Procédure devant la Cour :
Par une requête, enregistrée le 18 octobre 2016, M. A..., représenté par Me C..., demande à la Cour :
1°) d'annuler le jugement n° 1603986/1-1 du 16 septembre 2016 du Tribunal administratif de Paris ;
2°) d'annuler, pour excès de pouvoir, l'arrêté du préfet de police du 11 février 2016 ;
3°) d'enjoindre au préfet de police de lui délivrer un titre de séjour dans un délai d'un mois à compter de la notification de l'arrêt à intervenir et ce, sous astreinte de 50 euros par jour de retard ;
4°) de mettre à la charge de l'Etat la somme de 1 000 euros au titre de l'article L. 761-1 du code de justice administrative.

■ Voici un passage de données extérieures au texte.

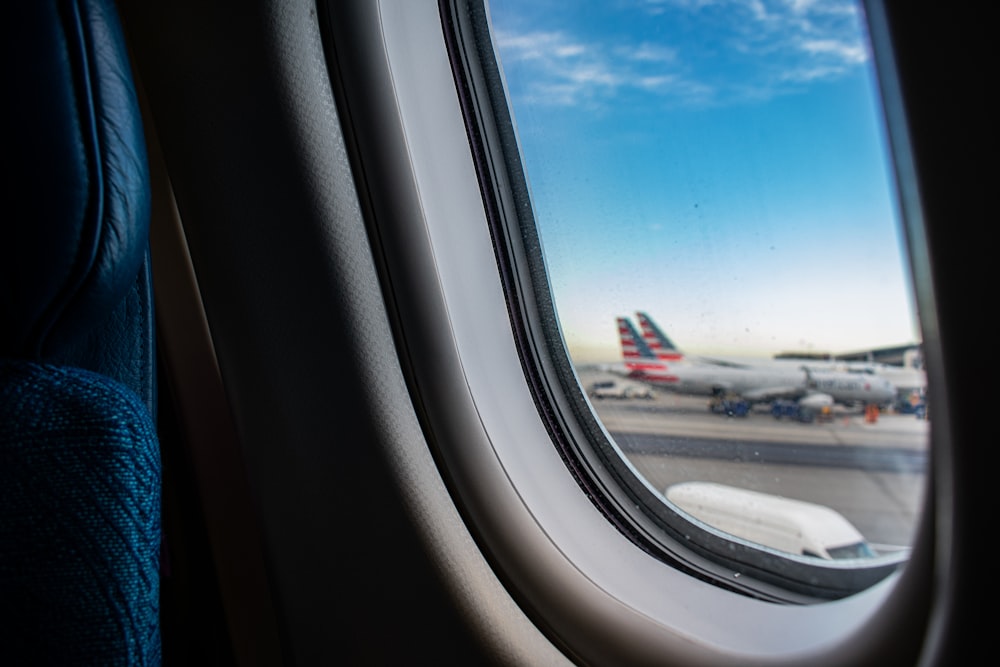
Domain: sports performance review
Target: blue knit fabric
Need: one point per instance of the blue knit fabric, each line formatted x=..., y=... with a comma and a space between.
x=79, y=520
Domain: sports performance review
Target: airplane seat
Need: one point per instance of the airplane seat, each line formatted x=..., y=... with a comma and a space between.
x=79, y=456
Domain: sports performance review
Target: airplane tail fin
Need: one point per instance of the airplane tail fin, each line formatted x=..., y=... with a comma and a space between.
x=656, y=340
x=633, y=345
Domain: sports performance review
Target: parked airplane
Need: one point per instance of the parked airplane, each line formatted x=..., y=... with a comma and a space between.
x=346, y=480
x=907, y=381
x=811, y=388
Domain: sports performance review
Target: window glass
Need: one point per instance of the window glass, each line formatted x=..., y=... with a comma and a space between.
x=712, y=188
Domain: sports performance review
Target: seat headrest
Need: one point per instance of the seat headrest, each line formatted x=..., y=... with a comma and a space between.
x=77, y=194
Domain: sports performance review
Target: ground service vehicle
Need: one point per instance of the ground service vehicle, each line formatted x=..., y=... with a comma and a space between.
x=374, y=453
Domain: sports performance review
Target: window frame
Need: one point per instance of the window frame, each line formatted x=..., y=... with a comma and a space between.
x=596, y=593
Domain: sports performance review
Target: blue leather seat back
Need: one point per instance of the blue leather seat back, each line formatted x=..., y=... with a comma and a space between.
x=74, y=241
x=80, y=467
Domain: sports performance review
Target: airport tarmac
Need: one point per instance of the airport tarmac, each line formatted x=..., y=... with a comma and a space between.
x=872, y=473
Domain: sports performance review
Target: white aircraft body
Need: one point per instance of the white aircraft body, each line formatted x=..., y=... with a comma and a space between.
x=810, y=388
x=907, y=381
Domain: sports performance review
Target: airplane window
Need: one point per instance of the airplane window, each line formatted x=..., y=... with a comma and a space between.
x=711, y=186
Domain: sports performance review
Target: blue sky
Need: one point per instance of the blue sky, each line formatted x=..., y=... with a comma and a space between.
x=719, y=164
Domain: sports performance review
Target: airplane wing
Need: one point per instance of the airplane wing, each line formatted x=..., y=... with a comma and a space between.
x=774, y=392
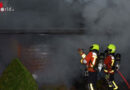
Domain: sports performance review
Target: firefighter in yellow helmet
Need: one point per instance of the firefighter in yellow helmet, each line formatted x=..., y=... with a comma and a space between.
x=110, y=65
x=90, y=60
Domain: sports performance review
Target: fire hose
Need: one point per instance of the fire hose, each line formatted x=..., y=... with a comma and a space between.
x=124, y=79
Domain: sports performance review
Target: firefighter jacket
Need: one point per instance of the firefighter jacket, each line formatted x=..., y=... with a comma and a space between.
x=90, y=60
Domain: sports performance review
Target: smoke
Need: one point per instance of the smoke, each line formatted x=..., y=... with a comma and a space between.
x=105, y=21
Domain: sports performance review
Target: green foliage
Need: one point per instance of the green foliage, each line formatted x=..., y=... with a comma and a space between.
x=17, y=77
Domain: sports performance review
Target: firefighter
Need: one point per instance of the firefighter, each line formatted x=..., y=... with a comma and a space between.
x=111, y=63
x=90, y=61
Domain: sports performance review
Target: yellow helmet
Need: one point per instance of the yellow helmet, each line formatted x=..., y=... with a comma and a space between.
x=94, y=47
x=112, y=48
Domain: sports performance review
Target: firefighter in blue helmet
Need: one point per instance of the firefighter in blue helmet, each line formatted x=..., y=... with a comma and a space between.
x=90, y=60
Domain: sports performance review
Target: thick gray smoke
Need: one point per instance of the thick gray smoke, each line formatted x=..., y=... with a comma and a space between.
x=105, y=21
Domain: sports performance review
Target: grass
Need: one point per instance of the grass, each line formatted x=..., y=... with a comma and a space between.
x=17, y=77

Il soutient que la décision portant refus de séjour méconnaît les dispositions de l'article L. 313-14 du code de l'entrée et du séjour des étrangers et du droit d'asile dès lors que l'intéressé justifie avoir sa résidence habituelle en France depuis plus de dix ans à la date de l'arrêté attaqué et que la commission du titre de séjour aurait donc dû être saisie.
Par un mémoire en défense, enregistré le 12 avril 2017, le préfet de police conclut au rejet de la requête.
Il soutient que les moyens soulevés par M. A... ne sont pas fondés.
Vu les autres pièces du dossier.
Vu :
- le code de l'entrée et du séjour des étrangers et du droit d'asile,
- le code de justice administrative.
Le président de la formation de jugement a dispensé le rapporteur public, sur sa proposition, de prononcer des conclusions à l'audience.
Les parties ont été régulièrement averties du jour de l'audience.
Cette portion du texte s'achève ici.